Year one was a far cry from the professionalism of Moore’s current teams. The engine of Schmidt’s Suzuki Swift almost drowned in deluging rain before the race was stopped for trees and advertising hoardings to be cleared from the race track. The little car had heavy steel wheels, no radio communication and there was more rain washing around the driver’s feet than fuel in the tank as Moore coasted to a stop in early morning darkness in the mountains and still in deluging rain.

That was a fascinating experience as a marshal arrived with a can of petrol and a funnel and passed it through the fence. When Moore finally returned to the pits and the team garage, the crew had abandoned their wet pit for the distant shelter of a caravan and were nowhere to be seen. All pretty character building for a first year entrant.

For the next 17 years Moore joined a Volkswagen-supported team from Wolfsburg in a wide range of VW race cars ranging from a 1.4 litre Polo to very rapid Golf and Bora turbo-diesels. English was hardly a spoken language in the early days and an overseas driver in a German-team was a novelty.

This year Moore is joined by fellow Kiwis Maurice O’Reilly and Michael Eden who are driving with Dane Niels Borum in his 3 litre BMW M3 production car number 190 in class V5. The car has been prepared and is crewed by a German team with a meticulous attention to detail. No driver can drive for more than three hours without a two hour rest and many cars including the BMW need to stop more regularly for fuel. The same team raced last year to a strong class finish despite incidents during the race which now attracts significant interest from the world’s supercar manufacturers.

Moore says not too many years ago favourites for an outright race win could have been counted on one hand and included the Zakspeed Dodge Viper, one of two BMWs, or one of two Porsches. Now the event features a top 40 shootout of Audi, Mercedes, McLaren, BMW, Lamborghini, Porsche, Ferrari, Maserati, Aston Martin, Lexus and other exotic supercars and a further 40 plus not quite quick enough for pole position are almost equal contenders for a race win after twenty four hours.

What keeps one man returning year after year from the other side of the world? “I’m a trophy hunter.
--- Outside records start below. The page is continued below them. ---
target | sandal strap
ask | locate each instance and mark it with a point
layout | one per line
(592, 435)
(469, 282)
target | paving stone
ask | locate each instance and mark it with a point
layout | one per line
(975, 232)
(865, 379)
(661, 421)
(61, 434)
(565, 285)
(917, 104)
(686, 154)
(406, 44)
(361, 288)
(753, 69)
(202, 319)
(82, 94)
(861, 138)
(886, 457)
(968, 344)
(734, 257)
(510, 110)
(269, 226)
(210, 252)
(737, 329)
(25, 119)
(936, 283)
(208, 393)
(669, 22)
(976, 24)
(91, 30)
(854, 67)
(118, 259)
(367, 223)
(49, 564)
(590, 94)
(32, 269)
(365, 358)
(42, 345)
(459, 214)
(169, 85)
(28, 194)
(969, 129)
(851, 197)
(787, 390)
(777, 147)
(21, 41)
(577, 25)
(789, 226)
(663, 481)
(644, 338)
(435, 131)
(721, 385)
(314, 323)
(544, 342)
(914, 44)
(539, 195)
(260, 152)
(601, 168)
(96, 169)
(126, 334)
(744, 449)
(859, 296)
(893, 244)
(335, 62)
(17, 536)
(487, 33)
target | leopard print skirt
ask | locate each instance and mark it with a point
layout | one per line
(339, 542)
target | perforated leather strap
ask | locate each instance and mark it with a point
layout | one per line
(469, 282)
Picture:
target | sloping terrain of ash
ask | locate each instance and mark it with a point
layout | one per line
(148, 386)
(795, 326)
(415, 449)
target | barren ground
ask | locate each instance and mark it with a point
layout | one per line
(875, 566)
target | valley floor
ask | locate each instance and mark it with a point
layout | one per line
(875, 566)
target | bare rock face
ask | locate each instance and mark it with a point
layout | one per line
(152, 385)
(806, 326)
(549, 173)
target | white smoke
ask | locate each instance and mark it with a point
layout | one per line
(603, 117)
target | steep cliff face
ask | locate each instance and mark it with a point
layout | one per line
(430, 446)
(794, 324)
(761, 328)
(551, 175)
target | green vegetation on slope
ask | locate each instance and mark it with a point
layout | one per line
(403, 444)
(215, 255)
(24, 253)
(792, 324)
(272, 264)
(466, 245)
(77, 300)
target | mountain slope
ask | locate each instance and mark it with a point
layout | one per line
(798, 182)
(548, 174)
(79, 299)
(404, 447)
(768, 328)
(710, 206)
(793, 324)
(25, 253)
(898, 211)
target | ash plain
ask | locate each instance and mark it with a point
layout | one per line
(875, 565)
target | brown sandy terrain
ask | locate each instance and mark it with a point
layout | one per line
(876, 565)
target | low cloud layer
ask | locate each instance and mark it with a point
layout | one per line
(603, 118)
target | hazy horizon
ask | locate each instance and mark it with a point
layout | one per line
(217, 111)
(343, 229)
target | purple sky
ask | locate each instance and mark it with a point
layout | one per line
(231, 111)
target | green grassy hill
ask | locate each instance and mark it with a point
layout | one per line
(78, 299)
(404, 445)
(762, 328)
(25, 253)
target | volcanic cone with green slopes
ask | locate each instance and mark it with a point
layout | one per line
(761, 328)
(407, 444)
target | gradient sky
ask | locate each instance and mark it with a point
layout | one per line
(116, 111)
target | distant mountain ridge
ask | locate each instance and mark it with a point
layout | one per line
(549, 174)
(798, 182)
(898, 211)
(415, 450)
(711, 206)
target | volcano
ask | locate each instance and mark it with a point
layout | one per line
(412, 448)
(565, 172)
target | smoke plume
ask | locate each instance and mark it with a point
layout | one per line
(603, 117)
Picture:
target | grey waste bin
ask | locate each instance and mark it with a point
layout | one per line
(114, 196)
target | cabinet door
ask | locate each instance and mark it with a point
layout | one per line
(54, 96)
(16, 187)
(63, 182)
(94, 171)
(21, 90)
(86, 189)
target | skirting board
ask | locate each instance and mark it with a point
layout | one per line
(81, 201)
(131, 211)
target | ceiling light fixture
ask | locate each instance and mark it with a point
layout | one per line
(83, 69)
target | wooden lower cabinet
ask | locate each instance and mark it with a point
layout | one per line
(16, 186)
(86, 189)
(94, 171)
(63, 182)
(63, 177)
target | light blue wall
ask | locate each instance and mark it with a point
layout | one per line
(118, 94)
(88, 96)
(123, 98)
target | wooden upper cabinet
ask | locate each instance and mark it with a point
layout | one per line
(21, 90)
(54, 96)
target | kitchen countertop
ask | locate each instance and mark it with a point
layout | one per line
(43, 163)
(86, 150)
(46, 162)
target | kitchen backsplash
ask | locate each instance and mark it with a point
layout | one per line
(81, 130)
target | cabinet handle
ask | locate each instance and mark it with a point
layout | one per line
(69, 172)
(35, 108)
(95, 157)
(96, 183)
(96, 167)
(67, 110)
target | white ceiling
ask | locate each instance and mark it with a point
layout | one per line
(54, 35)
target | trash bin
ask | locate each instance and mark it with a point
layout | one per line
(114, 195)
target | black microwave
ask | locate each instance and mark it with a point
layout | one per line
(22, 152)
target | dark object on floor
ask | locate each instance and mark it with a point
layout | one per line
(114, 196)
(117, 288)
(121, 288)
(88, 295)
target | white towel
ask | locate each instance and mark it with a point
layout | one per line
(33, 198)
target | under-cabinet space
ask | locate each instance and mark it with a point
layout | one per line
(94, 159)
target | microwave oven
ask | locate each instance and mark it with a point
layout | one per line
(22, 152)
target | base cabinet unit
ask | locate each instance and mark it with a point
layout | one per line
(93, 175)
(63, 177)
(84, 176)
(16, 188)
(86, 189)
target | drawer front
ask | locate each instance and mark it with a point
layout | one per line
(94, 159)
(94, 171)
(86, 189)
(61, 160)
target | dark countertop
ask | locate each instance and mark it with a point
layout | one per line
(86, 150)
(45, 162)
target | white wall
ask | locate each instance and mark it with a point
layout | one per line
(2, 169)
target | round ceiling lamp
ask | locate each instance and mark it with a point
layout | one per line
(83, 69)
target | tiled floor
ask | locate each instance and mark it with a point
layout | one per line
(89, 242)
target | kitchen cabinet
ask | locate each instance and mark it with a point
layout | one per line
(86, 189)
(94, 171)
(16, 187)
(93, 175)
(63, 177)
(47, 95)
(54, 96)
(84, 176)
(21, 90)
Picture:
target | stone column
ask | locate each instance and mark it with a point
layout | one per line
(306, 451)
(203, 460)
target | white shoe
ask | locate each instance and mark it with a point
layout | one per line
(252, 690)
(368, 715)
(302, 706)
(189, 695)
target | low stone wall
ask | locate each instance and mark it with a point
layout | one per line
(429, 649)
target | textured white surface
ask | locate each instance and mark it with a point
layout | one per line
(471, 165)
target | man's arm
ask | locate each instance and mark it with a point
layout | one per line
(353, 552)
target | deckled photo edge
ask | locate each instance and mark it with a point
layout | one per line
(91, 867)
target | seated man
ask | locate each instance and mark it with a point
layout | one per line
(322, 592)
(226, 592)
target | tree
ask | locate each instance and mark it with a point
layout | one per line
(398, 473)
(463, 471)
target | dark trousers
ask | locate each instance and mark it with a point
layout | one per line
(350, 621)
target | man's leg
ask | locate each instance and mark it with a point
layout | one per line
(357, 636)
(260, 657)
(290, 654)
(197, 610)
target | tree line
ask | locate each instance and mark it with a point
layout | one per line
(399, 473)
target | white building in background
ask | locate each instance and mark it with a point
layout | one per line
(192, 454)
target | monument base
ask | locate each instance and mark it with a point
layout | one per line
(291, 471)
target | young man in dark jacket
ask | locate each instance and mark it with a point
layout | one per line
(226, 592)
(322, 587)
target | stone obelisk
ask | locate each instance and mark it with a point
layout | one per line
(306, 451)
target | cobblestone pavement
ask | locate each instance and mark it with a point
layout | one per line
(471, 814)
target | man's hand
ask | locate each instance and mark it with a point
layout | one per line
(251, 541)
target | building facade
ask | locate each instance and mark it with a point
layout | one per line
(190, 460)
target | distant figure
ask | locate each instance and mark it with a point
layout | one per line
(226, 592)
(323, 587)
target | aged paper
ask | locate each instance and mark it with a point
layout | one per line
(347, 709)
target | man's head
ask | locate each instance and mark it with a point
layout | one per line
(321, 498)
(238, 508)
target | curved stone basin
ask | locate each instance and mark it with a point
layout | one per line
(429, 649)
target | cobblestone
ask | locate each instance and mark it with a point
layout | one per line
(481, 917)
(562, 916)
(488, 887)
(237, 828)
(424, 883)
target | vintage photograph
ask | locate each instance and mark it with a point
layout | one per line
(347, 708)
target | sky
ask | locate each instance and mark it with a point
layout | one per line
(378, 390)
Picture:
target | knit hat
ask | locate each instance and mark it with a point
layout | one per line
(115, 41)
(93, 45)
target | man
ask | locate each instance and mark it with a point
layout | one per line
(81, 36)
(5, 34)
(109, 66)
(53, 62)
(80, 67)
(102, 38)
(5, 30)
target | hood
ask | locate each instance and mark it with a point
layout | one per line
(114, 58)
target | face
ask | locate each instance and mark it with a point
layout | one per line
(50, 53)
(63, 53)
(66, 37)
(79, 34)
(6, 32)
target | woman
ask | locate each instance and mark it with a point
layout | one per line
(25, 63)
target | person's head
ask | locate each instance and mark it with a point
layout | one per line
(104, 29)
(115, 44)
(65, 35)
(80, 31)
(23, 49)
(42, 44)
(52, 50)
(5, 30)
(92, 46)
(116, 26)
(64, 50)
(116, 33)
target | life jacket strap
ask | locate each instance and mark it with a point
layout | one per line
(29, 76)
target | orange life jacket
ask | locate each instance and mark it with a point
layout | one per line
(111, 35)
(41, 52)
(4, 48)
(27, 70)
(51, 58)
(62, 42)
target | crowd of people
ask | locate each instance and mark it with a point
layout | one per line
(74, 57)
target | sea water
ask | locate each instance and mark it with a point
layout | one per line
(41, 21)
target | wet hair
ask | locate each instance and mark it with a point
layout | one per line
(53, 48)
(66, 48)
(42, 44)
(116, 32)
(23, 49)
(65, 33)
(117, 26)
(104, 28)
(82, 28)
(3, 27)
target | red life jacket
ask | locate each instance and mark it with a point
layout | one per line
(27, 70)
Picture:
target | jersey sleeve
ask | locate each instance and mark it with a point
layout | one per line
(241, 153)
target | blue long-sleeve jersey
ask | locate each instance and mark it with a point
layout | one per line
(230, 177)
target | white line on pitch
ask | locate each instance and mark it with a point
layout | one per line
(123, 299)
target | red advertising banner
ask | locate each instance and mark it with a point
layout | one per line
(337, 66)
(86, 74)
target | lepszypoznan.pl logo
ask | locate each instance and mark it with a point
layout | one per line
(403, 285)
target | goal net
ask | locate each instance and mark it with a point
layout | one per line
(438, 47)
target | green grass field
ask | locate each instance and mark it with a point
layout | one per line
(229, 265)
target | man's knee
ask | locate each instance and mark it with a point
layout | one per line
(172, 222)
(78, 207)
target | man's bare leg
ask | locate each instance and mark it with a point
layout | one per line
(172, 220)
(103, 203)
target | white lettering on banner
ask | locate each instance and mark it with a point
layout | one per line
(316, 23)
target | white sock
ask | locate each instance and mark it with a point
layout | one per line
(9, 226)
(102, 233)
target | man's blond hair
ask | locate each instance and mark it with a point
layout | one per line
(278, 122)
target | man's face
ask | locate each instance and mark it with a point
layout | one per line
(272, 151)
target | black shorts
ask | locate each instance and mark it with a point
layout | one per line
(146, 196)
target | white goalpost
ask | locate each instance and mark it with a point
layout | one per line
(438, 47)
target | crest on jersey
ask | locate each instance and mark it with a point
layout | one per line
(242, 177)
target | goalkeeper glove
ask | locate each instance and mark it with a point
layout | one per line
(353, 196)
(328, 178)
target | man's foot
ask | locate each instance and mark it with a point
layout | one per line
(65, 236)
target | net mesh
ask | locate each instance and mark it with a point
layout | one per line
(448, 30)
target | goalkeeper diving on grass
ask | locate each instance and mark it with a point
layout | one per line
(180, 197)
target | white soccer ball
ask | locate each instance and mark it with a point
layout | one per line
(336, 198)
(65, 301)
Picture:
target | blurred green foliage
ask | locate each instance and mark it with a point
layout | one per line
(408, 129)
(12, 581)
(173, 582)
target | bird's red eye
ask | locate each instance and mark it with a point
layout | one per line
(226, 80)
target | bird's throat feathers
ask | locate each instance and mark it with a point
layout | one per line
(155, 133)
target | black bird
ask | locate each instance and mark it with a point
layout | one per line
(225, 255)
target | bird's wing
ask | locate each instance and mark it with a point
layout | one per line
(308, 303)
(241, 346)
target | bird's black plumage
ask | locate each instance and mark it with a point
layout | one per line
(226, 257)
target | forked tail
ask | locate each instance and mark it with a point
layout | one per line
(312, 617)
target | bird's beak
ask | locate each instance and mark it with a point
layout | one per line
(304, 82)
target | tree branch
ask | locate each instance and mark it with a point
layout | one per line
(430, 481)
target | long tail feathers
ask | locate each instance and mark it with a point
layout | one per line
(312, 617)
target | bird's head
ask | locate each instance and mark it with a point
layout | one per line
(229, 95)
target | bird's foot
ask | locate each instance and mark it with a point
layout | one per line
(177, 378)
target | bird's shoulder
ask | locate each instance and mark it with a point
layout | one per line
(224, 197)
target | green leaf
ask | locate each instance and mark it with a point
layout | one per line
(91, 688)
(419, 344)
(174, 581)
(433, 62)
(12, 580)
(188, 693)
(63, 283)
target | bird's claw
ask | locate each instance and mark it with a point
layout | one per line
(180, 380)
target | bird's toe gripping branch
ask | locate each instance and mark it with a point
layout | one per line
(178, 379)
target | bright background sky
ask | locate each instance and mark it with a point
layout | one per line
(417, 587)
We’ve won our class twice, once in a 2 litre touring car and once in a diesel Golf. There’s ample room for a third winner’s trophy in the cabinet at home” says Moore. “I’ve often had the privilege to train first-time Kiwi and Aussie drivers on the daunting Nordschleife race track and that’s always humbling as they’re always in awe.” The race track through the mountains is a very demanding 20.9km and when added to the modern Nürburgring Formula 1 circuit creates a total distance of 25.3km each lap during the N24. “You can’t hope to learn that in one year even with countless laps on computer simulations and it’s a very infectious place.”

Moore also talks enthusiastically of the atmosphere at night with fires, flares, fireworks, disco lights, hot air balloons, rock music and even the smell of fan’s barbeques wafting through the forest and even wafting through the racing cars. “It’s an added challenge driving past the smell of a good steak!” says Moore. Add fog and rain to the smoke, and crashes and other incidents on the race track and the challenge of completing consistent laps, lap after lap is also infectious.

It hasn’t always been good times with VW and O’Reilly and Moore both lost their drives one year as their car was destroyed in a crash early in the race. The driver suffered only damaged pride. Another year the race start was ultimately delayed two hours with more deluging rain and the race driver’s proverbial ‘red mist’ affected one Alfa Romeo driver who rammed Moore’s Volkswagen into a gravel trap only two minutes after the race finally started. It says a lot about the attraction of endurance racing says Moore that you must never give up. “It’s not even in our vocabulary and I can be a great motivator of a tired, wet and dirty team”.

That year we were dead last after a 1 ½ hour repair and still came home with a class trophy and a great race finish.

This year a group of fans, family and friends are travelling to the Eifel Mountains to join the celebration. And Moore is sure they’ll have a great time, regardless of where the BMW finishes in a field packed with supercars and super teams.